A discussion of intuition as a function of the right hemisphere of the brain making sudden contact with the left hemisphere and The High Priestess as a representation of that mid-brain connection.

The High Priestess represents our connection with what some people call, “deep mind.”  She is our – frequently unconscious – connection with the higher realms of spirit and magic.  She is the exact point where the truth travels through the creative, feminine right brain and emerges in consciousness in the linear, masculine left brain as a flash of, “intuition.”

It all sounds very complicated but it’s not.  It’s actually hardwired into our system but we’ve taught ourselves to ignore it.  Our language, however, is replete with phrases describing it.

“I had a hunch . . .”

“I just had a feeling . . .”

“Something told me . . .”

“I just knew . . .”

What all of that describes is suddenly reaching a firm, undoubtable conclusion without any preceding rational thought.  And, yes, it seems magical for exactly that reason: it seems to burst out of nowhere.

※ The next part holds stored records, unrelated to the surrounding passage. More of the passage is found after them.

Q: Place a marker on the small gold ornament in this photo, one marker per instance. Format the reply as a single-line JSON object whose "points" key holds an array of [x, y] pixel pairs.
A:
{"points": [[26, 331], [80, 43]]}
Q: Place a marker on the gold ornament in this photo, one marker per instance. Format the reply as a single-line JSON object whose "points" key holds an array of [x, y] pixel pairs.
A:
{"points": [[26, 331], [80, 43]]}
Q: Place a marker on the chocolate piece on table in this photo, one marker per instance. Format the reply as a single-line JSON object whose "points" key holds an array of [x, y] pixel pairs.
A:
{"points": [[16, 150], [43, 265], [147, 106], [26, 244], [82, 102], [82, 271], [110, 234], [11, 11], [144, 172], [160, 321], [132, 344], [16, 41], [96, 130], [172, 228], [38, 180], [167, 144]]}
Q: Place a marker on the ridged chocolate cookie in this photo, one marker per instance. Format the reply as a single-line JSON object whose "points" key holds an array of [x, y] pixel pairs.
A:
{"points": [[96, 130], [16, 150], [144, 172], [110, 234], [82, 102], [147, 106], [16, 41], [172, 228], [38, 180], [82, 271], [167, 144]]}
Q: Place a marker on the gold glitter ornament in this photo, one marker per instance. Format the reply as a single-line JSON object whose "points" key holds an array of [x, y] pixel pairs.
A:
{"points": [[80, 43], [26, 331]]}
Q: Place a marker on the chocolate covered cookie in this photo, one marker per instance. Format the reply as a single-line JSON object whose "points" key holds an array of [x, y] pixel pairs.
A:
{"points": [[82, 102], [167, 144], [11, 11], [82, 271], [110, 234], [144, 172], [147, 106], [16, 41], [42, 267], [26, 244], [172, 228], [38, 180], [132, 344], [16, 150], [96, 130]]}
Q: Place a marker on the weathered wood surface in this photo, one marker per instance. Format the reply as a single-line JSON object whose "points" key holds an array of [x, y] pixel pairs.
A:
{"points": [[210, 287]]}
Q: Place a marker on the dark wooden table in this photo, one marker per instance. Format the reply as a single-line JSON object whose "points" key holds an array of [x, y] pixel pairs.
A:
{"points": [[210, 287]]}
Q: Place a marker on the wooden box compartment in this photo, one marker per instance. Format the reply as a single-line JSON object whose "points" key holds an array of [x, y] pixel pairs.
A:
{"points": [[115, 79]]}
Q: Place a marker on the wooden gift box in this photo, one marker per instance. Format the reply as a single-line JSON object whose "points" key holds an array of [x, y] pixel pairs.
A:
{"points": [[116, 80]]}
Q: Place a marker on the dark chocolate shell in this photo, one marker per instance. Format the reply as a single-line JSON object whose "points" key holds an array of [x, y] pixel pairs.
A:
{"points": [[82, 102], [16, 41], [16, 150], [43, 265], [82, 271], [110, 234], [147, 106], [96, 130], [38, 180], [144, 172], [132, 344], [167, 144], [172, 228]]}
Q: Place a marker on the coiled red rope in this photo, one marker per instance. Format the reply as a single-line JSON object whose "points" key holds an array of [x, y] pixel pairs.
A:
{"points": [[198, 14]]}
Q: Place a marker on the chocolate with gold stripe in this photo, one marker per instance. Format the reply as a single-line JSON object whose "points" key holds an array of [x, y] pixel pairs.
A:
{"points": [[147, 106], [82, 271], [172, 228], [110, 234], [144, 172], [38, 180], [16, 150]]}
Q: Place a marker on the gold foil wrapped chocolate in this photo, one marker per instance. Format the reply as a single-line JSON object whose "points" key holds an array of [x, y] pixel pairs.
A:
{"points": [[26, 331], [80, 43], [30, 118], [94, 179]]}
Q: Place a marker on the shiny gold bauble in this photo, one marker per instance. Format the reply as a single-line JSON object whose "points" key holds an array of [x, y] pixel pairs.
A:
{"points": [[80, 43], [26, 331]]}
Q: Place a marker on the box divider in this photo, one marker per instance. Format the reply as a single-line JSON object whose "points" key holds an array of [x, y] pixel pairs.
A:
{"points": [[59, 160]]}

Another way that it manifests is as a, “sixth sense.”

If you’re hiking in the woods and a predator is watching you, you somehow, “know,” it and the hairs on the back of your neck stand on end.  Combat soldiers describe the same feelings just before the enemy starts shooting at them.

“Just the Tarot,” by Dan Adair – Available on Amazon

A classic example is thinking of someone you haven’t seen in years and the phone suddenly rings and it’s them.

A silly example is that if a man is walking behind a woman and stares at her butt she will always know that someone is staring at her butt.  I don’t know how women do that, but it’s true.

Now, to a rationalist all of that is impossible.  You can’t, “sense,” that a mountain lion is watching you or that a guy is staring at your butt or that an old friend is about to call.  But we still do. It happens and we all KNOW that it happens.

So, two thoughts on, “intuition,” that we should probably keep in mind.  First of all, we live in a society that denigrates it and treats it as if it’s irrational.  It’s not irrational, it’s NON rational, or perhaps META rational. It has nothing to do with the left brain, logical, linear thinking process that the western world worships.  It, “arrives,” out of thin air, like a telegram from an angel. But it’s also not a metaphysical belief.

It’s important to be clear about metaphysical beliefs.  I’ve known christian fundamentalists who believed that Jesus is right there at their sides 24/7 to solve each and every problem that they’ll ever have.  And that this beautiful world of ours is positively dripping with devils and demons who have nothing better to do than make people have, “impure thoughts,”  about their neighbor’s wives.

I think fundamentalists are total fruit cakes but, hey, they’re welcome to believe whatever they want.

I believe in ghosts and spirit guides and totem animals and the Goddess, and I’m sure the christian fundamentalists think I’m a total fruit cake.

The point with either set of beliefs is that they are metaphysical and totally unprovable one way or the other.  They are NOT demonstrable facts. They are beliefs.

Intuition, on the other hand, operates daily in the physical world.   There are millions of reported incidents of it and anyone who says it’s not real is either in denial or an idiot.

Second, we can all do it.  And we can get better at it.  That’s important.

We tend to think that some people are psychic and some people aren’t.  Some people can read Tarot cards and some people can’t. Some people can achieve enlightenment and some people never will.

It’s not true.  It’s just a function of time and effort.  I guarantee you that if you sit down every day and concentrate on your brow chakra for 15 minutes you WILL start to see some magical, astral scenes.  If you read Tarot cards over a period of time you WILL become more psychic.

It’s exactly the same deal with intuition.  It’s something that you were born with and it’s just a matter of practicing.  Start paying a little more attention to your feelings. Start asking the universe (or your angels or your spirit guides or your totem animals) for answers when you’re puzzled about something.  And the answers will appear. Just like magic.

You are The High Priestess.  You just forgot.